Au pire, l'on peut assister, comme cela s'est produit plusieurs fois en Afrique, à une remise à zéro du compteur avec l'adoption annoncée d'une nouvelle Constitution. Bref, la sortie de Boutef a, aux yeux de nombreux Algériens, toutes les allures d'un piège à cons.

C'est pourquoi, l'on comprend les appels à manifester qui se multiplient. Et, il faut se féliciter de cette vigilance du peuple algérien qui ne veut pas se contenter de mesures cosmétiques et reste constant dans sa logique de rejet d'un système qui l'a pris en otage pendant près de deux décennies.

Il faut aussi et surtout saluer la maturité politique de ce peuple qui montre son attachement à la légalité et qui est en train de réussir le pari d'une révolution pacifique dans un pays coutumier des scènes de violences.

Cela dit, l'on peut, tout de même, se demander si cette sortie du président Bouteflika ne va pas affecter le mouvement de contestation.

La prochaine bataille des manifestants, sera de contraindre le pouvoir à accepter une transition consensuelle

Car même si le discours jusque-là tenu prône la poursuite des manifestations, il existe le risque qu'une partie de l'opinion se laisse attendrir par les concessions faites par le vieil homme. Pour preuve, l'on a enregistré des scènes de liesse dans le pays, dès l'annonce du renoncement du président à la candidature pour un cinquième mandat.

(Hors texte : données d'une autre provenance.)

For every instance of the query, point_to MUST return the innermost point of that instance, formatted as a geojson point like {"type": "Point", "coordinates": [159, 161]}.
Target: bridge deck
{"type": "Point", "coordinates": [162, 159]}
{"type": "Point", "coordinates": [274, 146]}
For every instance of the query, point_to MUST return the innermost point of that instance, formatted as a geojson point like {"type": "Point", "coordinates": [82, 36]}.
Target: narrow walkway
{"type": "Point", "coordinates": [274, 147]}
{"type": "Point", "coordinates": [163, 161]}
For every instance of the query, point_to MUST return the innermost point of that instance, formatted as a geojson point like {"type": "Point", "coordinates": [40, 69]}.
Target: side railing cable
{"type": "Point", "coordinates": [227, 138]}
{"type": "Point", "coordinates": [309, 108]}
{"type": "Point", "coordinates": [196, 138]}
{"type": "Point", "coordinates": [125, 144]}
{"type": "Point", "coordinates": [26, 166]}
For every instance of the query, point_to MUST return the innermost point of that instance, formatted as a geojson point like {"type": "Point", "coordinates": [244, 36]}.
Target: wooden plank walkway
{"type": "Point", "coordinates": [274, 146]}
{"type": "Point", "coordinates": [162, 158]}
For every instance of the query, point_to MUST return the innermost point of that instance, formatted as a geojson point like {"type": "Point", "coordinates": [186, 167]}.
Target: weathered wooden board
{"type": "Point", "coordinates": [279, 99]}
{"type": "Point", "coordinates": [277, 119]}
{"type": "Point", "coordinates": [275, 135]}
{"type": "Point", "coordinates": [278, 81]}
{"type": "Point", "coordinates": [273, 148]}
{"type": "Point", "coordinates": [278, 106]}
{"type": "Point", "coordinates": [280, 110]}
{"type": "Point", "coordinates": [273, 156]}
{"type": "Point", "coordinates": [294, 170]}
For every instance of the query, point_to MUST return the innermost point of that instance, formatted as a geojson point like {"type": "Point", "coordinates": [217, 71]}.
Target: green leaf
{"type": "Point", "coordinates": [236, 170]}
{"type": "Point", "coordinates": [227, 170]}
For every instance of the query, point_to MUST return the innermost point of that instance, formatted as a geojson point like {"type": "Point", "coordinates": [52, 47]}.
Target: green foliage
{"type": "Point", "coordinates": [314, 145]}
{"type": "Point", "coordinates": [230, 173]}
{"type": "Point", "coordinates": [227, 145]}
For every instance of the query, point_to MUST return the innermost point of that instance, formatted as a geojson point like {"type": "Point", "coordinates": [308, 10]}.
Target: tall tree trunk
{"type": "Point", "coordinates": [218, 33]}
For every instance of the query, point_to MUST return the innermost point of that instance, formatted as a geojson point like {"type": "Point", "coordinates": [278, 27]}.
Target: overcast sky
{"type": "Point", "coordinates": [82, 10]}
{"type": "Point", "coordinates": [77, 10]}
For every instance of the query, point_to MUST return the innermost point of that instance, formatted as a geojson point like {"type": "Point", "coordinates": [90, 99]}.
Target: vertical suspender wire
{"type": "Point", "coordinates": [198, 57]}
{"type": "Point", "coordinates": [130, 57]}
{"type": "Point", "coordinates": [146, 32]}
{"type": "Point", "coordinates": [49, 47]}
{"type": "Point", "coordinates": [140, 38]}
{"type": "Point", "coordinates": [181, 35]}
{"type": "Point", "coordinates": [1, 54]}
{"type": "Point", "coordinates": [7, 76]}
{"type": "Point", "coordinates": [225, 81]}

Des divergences peuvent donc apparaître avec même des risques de diabolisation des plus radicaux ; toute chose qui peut fournir des prétextes à la répression. L'autre menace qui plane sur le mouvement, c'est sa capacité à se maintenir dans la durée, dans un contexte socio-économique qui ne peut aller qu'en se dégradant.

Le pouvoir peut, en tout cas, être tenté de jouer la montre, de cueillir les manifestants à l'usure et c'est une technique qui a fait ses preuves en raison du fait que les populations ont des besoins élémentaires à satisfaire au quotidien.

Enfin, un autre risque et pas des moindres, au cas où le bras de fer venait à se prolonger, c'est la position de l'armée.

Si l'on peut, au passage, lui jeter des fleurs pour son rôle d'encadrement des manifestations, il n'est cependant pas exclu que dans ce pays où elle joue un rôle prépondérant, elle décide de mettre brutalement fin au débat. L'on a encore frais dans les mémoires les mises en garde faites par le chef d'Etat-major de l'armée.

En attendant de voir de quoi demain sera fait en Algérie, l'on ne peut que dire, avec de nombreux observateurs, que rien ou presque n'est fondamentalement encore fait et que c'est maintenant que commence le plus dur.

Et la prochaine bataille des manifestants, sera de contraindre le pouvoir à accepter une transition consensuelle qui ne viole pas la légalité et à définir un nouveau calendrier électoral clair et accepté de tous.